BESIDES old managers, overseers, and foresters there is another type of man which is disappearing more and more from the face of the earth, – the old servant.

During my childhood, as I remember, my parents were served by one of those mammoths. After those mammoths there will soon be only bones in old cemeteries, in strata thickly covered with oblivion; from time to time investigators will dig them out. This old servant was called Mikolai Suhovolski; he was a noble from the noble village of Suha Vola, which he mentioned often in his stories. He came to my father from my grandfather of sacred memory, with whom he was an orderly in the time of the Napoleonic wars. He did not himself remember accurately when he began service with my grandfather; when he was asked for the date, he took snuff, and answered, —

"Yes, I was then without mustaches, and the colonel, God light his soul, was still very young."

In the house of my parents he fulfilled the most varied duties: he was butler; he was body-servant; in summer he went to the harvest fields in the rГґle of overseer, in winter to the threshing; he kept the keys of the vodka room, the cellar, the granary; he wound up the clocks; but above all he kept the house in order.

I do not remember this man otherwise than scolding. He scolded my father, he scolded my mother; I feared him as fire, though I liked him. In the kitchen he worked off a whole breviary on the cook, he pulled the pantry boys by the ears through the house, and never was he content with anything. Whenever he got tipsy, which happened once a week, all avoided him, not because he permitted himself to have words with his master or mistress, but because whenever he fastened on any one, he followed that person all day, nagging and scolding without end.

During dinner, he stood behind my father's chair, and, though he did not serve, he watched the man who served, and poisoned life for him with a most particular passion.

"Take care, take care!" muttered he, "or I will take care of thee. Look at him! he cannot serve quickly, but drags his legs after him, like an old cow on the march. Take care again! He does not hear that his master is calling. Change her plate for the lady. Why art thou gaping? Why? Look at him! look at him!"

He interfered in conversation carried on at table, and opposed everything always. Frequently it happened that my father would turn during dinner and say to him, —

"Mikolai, tell Mateush after dinner to harness the horses; we will drive to such and such a place."

"Drive! why not drive? Oi yei! But are not horses for driving? Let the poor horses break their legs on such a road. If there is a visit to be made, it must be made. Of course their lordships are free; do I prevent them? I do not prevent. Why not visit? The accounts can wait, and the threshing can wait. The visit is more urgent."

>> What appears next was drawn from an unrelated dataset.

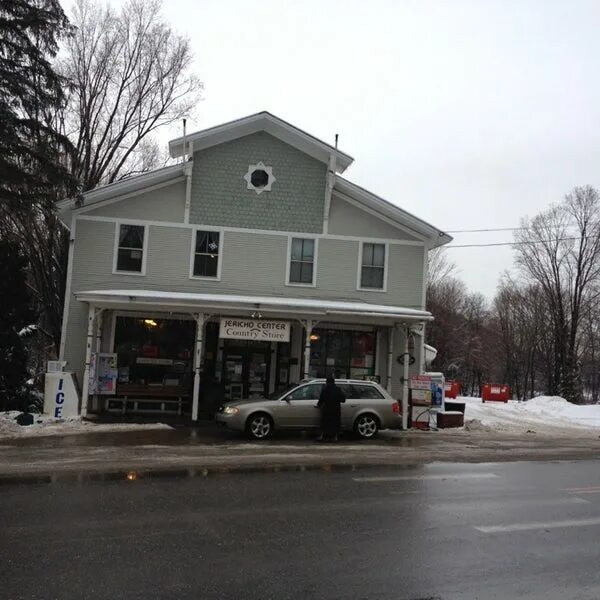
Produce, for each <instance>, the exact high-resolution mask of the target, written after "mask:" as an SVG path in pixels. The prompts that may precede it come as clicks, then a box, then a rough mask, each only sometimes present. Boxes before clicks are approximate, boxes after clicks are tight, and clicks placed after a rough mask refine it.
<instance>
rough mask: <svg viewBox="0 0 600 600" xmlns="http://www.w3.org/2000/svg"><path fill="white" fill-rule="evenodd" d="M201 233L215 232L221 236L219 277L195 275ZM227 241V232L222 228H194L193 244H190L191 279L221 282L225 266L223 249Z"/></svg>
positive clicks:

"It is a torment with this Mikolai!" shouted my father sometimes, made impatient.

But Mikolai began again, —

"Do I say that I am not stupid? I know that I am stupid. The manager has gone to pay court to the priest's housekeeper in Nyevodov, and why shouldn't masters go on visits? Is a visit less important than paying court to a housekeeper? If 'tis permitted to the servant to go, it is permitted to the master."

And thus it went on in a circle without means of stopping the old grumbler.

We, that is, I and my younger brother, feared him, as I have said, almost more than our tutor Father Ludvik, and surely more than our parents. He was more polite toward my sisters. He said "Panienka" [1 - Lord's daughter, or young lady.] to each of them, though they were younger than we; but to us he said "thou" without ceremony. For me he had a special charm: he always carried gun caps in his pocket. It happened often that after lessons I would slip into the pantry, smile as nicely as I could, be as friendly as possible, and say timidly, —

"Mikolai! A good day to Mikolai. Will Mikolai clean pistols to-day?"